1. Schema’s serve multiple masters – design, validation, contract, code generation. And those purposes don’t play together well. Write flat, simple Schema’s. Those are understandable and generate understandable code. Don’t design Schema’s for reuse. Use a simple spreadsheet format instead as your baseline. And tweak your Schema’s with XSLT before generating code. After all, they’re just XML.
2. Use a layered approach. Anything beyond Celsius-to-Fahrenheit will not be a monolithic Web Service. So anonymize payloads with <xs:any> to generate stubs and make Schema’s which describe just one software layer. This ensures reuse, and stacks nicely on top of the Internet stack.
3. Not all data is at the client. Don’t assume you can make a full XML message at a thin client. Often a message will need to be augmented with data from a database several servers downstream.

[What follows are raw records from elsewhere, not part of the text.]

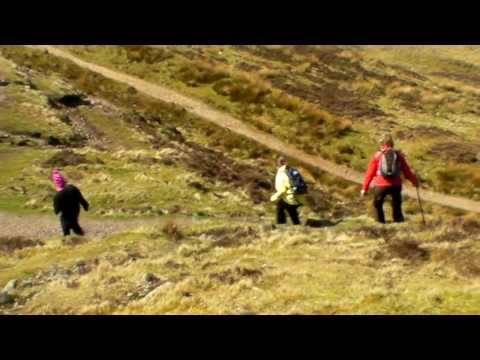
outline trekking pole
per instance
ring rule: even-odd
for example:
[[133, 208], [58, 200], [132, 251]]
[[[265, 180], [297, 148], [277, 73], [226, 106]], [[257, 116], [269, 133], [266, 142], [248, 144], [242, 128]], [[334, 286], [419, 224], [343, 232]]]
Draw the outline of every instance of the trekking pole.
[[418, 205], [420, 206], [420, 212], [422, 213], [422, 221], [423, 225], [426, 225], [427, 223], [425, 222], [425, 215], [423, 214], [423, 207], [422, 207], [422, 199], [420, 198], [420, 184], [417, 186], [417, 199], [418, 199]]

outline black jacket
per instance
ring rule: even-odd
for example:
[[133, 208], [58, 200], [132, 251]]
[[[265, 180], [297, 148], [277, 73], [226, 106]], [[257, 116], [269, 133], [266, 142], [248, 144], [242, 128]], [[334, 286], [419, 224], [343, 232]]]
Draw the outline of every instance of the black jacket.
[[80, 214], [80, 205], [85, 211], [90, 207], [80, 190], [73, 185], [65, 186], [53, 198], [55, 214], [62, 213], [64, 217], [77, 217]]

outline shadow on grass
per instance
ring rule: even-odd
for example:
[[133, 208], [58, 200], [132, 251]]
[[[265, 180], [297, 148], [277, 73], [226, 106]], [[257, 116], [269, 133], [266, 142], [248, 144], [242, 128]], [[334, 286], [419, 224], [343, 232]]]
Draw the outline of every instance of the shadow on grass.
[[309, 226], [312, 228], [324, 228], [324, 227], [331, 227], [340, 224], [343, 220], [318, 220], [318, 219], [307, 219], [305, 226]]

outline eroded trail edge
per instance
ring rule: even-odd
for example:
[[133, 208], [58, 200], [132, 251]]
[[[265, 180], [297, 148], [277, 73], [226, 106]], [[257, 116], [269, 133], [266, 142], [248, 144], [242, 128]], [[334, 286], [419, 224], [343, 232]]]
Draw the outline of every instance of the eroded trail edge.
[[[182, 106], [186, 110], [200, 116], [207, 121], [210, 121], [223, 128], [229, 129], [236, 134], [243, 135], [251, 140], [258, 142], [259, 144], [270, 148], [273, 151], [282, 153], [290, 158], [296, 159], [305, 164], [326, 171], [332, 175], [341, 177], [345, 180], [357, 184], [362, 183], [363, 175], [358, 171], [352, 170], [342, 165], [337, 165], [319, 156], [307, 154], [304, 151], [292, 145], [289, 145], [270, 134], [246, 125], [239, 119], [236, 119], [221, 111], [215, 110], [199, 100], [187, 97], [161, 85], [152, 84], [134, 76], [126, 75], [124, 73], [108, 69], [104, 66], [81, 60], [74, 55], [66, 51], [60, 50], [54, 46], [35, 45], [32, 47], [47, 50], [55, 56], [70, 60], [71, 62], [77, 64], [78, 66], [81, 66], [82, 68], [101, 74], [109, 79], [127, 84], [135, 88], [137, 91], [140, 91], [153, 98]], [[405, 186], [404, 192], [406, 195], [412, 198], [417, 197], [415, 189], [410, 186]], [[424, 201], [480, 213], [480, 202], [477, 201], [427, 190], [422, 190], [421, 196]]]

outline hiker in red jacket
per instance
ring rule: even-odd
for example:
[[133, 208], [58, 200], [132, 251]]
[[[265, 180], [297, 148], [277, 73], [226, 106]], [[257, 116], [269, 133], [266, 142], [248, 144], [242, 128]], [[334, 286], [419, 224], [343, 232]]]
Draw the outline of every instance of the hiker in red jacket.
[[393, 148], [393, 139], [390, 135], [380, 140], [380, 150], [375, 153], [368, 164], [368, 169], [363, 182], [362, 197], [368, 192], [370, 183], [375, 179], [375, 208], [376, 220], [385, 224], [383, 202], [387, 195], [392, 197], [393, 221], [403, 222], [402, 213], [402, 178], [403, 173], [410, 182], [418, 187], [417, 177], [412, 173], [405, 160], [405, 156]]

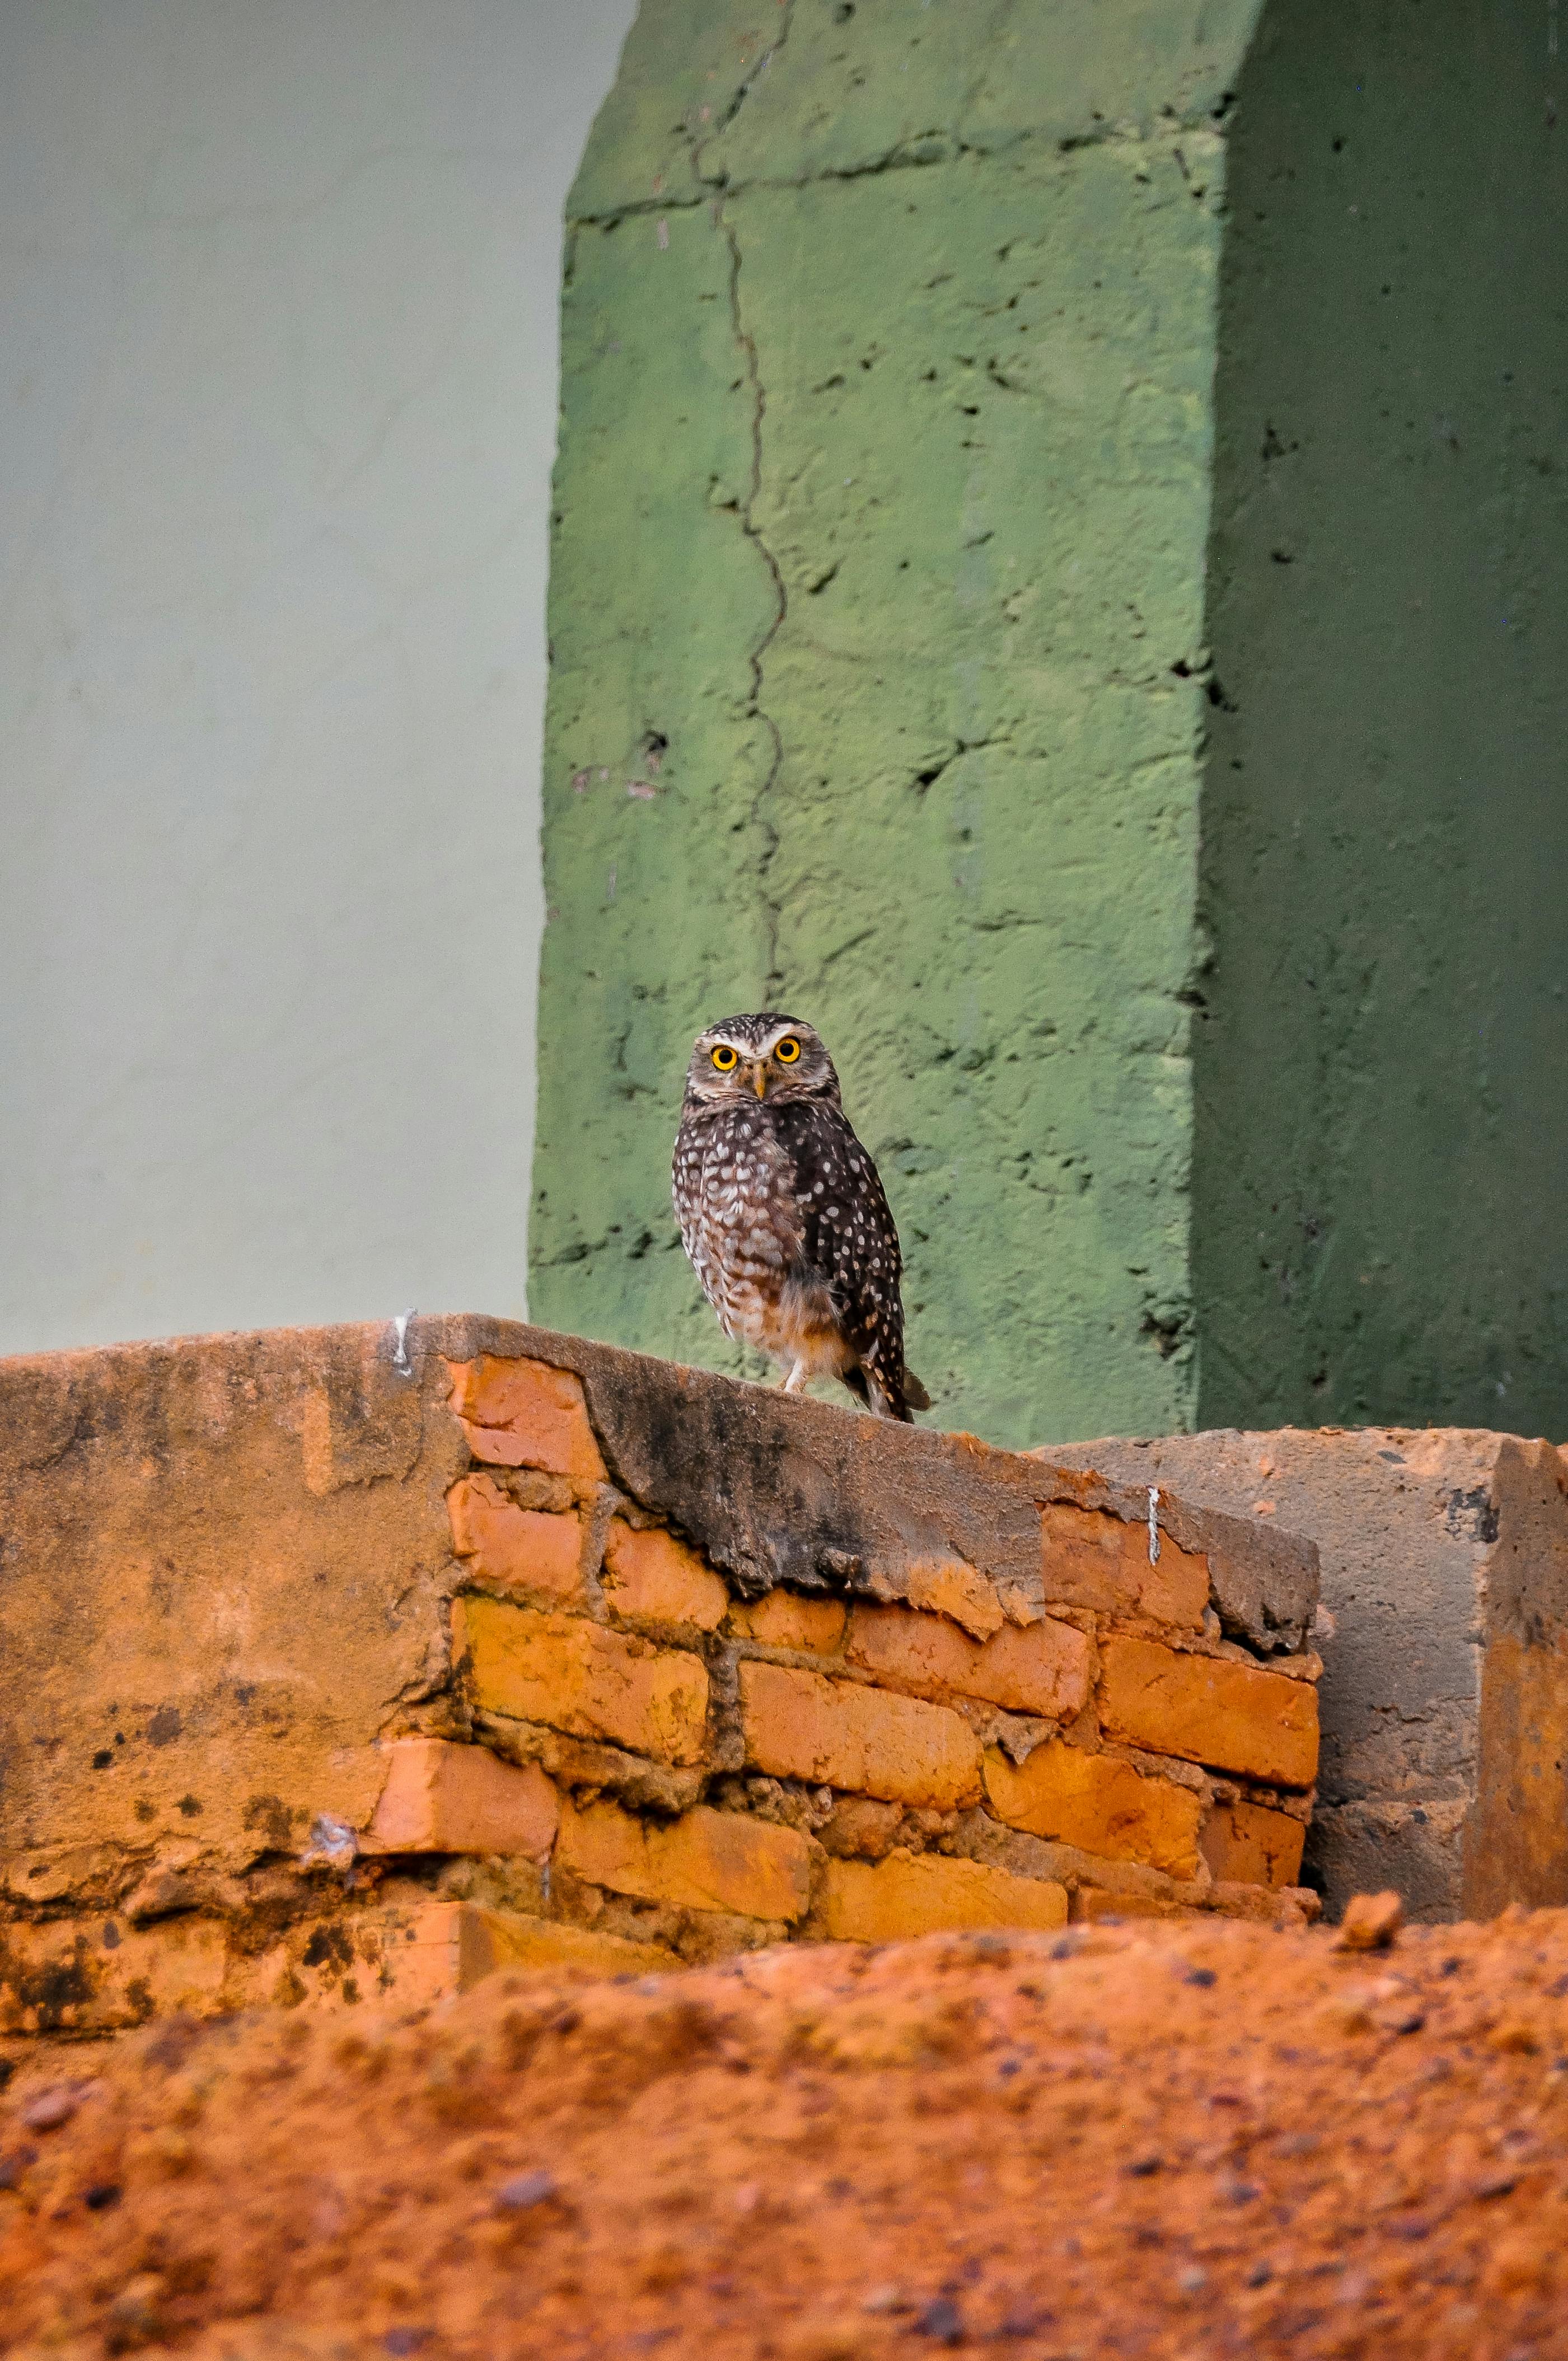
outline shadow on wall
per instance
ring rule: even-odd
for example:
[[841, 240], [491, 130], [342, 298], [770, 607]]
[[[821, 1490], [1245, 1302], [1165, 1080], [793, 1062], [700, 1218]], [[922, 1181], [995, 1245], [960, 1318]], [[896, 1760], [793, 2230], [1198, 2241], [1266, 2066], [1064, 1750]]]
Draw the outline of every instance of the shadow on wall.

4. Take care with SSL. SSL with user certificates makes an impenetrable tunnel across all servers, firewalls and middleware – a security nightmare. So use the right tools at the right place. SSL from server to server, signatures and authentication from client to server. We’ll discuss authentication alternatives (SSL, Kerberos, X.509 one-way) and signing strategies.
5. Make examples everywhere. Hand-write XML messages, and use those to develop and test services. XML based message exchanges are hard, and documentation for them gets large. Example XML messages are required to keep everyone sane. And make your messages wrong – see how applications handle all kinds of common mistakes.
6. Do a lot of HTTP work. Specify HTTP status codes, when to use which codes in combination with higher level (SOAP, HL7v3) error codes.
7. Profile the profiles! Don’t simply use WS-I Basic Profile and Security Profile, but write your own lean profiles – skin them till only what’s really needed is left. Plenty of options means plenty of interoperability problems. We’ll take a detailed look at some profiling possibilities on top of WS-ReliableMessaging and WS-Security.

Can be combined with my “Versioning XML in Healthcare” proposal to a single 90-min. session.